Last month, I was asked by a close friend who owns a company that makes bass traps, to see if I could tweak his new projector and achieve a better black depth. I did, and when I got done, I was astounded at how far the state of the art came. And the price of the projector was well under $250,000. In fact it was under $20,000! In fact, it was under $5,000!

To make a long story short, I went shopping... wanted a bit better blacks than my friend's projector after calibration, but was finding myself in the $40,000-$85,000 range for just a small improvement. Then I found the InFocus IN82, and decided it had both the contrast, color accuracy and brightness I wanted. But it was expensive! That is, until I had an extraordinary stroke of luck on eBay and nailed one for $1425 with only 82 hours on it. I bought and installed it, and the picture blows away my LCD and most every plasma I have seen. 30-bit color just banishes exaggerated grain and banding. Sharp, clean, filmlike images.
So I went to work and made structural modifications to eliminate a column that plagued me for 25 years, and built the screen wall you see below:

Behind it is this:

Interesting note about my Carver C4000: My audiophile friend visited two nights ago to watch some antique auto show footage I had shot on CineAlta cameras with an X-Y stereo mic on board.
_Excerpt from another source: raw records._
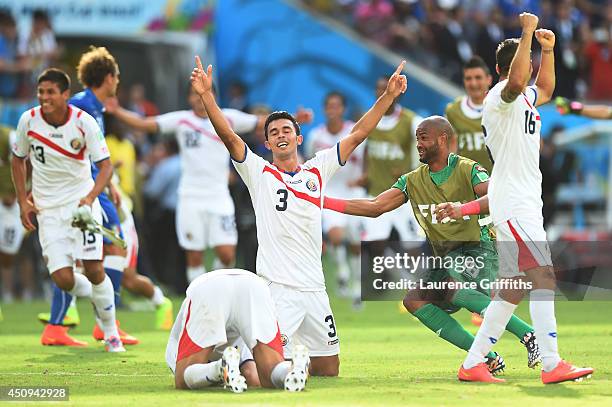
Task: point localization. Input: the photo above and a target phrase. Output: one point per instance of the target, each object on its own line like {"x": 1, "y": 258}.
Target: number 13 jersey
{"x": 512, "y": 135}
{"x": 288, "y": 217}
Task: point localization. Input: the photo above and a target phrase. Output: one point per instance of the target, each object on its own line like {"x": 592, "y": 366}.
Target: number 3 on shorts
{"x": 332, "y": 326}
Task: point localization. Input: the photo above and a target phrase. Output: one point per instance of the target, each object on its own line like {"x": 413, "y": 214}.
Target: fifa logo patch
{"x": 310, "y": 184}
{"x": 75, "y": 143}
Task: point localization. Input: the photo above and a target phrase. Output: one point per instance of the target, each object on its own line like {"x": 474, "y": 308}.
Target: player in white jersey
{"x": 205, "y": 210}
{"x": 511, "y": 124}
{"x": 339, "y": 228}
{"x": 60, "y": 140}
{"x": 287, "y": 199}
{"x": 223, "y": 309}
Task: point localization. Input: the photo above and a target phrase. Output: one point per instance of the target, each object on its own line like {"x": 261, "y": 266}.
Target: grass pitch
{"x": 387, "y": 358}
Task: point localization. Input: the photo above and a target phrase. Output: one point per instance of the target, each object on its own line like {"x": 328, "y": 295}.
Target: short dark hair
{"x": 57, "y": 76}
{"x": 477, "y": 62}
{"x": 334, "y": 93}
{"x": 94, "y": 65}
{"x": 281, "y": 115}
{"x": 505, "y": 53}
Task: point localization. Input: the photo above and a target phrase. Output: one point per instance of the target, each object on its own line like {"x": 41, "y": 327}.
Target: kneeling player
{"x": 221, "y": 307}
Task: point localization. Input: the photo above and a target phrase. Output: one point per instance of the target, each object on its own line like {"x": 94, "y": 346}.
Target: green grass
{"x": 387, "y": 358}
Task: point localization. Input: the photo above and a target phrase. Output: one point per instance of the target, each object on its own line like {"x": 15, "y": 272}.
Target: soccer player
{"x": 445, "y": 176}
{"x": 287, "y": 199}
{"x": 224, "y": 307}
{"x": 465, "y": 113}
{"x": 337, "y": 227}
{"x": 391, "y": 152}
{"x": 60, "y": 140}
{"x": 566, "y": 106}
{"x": 205, "y": 210}
{"x": 11, "y": 230}
{"x": 511, "y": 124}
{"x": 99, "y": 74}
He commented, "I didn't know your camera was surround sound capable! Because I hear people to the right, left and behind me." I told him it isn't. It's stereo, and what he's hearing is the result of the Sonic Hologram (which works better than ever, now that I've acousticly treated the room as part of the theater upgrade.
Total cost to add this theater? Get ready... a whopping $2,500! My wife and her father sewed the raw velvet materials I purchased and made the curtains. I built the frame with 2x4s, I purchased AT screen material from Seymour AV Products (one of only two truely acoustic-transparent screens on the market) and stretched it over a frame I built of poplar, which slides into the wall with the curtains.
I do have center channel and surrounds now, but I prefer the Sonic Hologram when listening to good stereo material over the point source sounds of surround sound, although with the Hologram engaged, it is improved over normal surround in conventional systems.
Now I just wish electricity weren't so expensive! This month's bill was $544, a ~$50 bump over pre-theater use on weekends bills.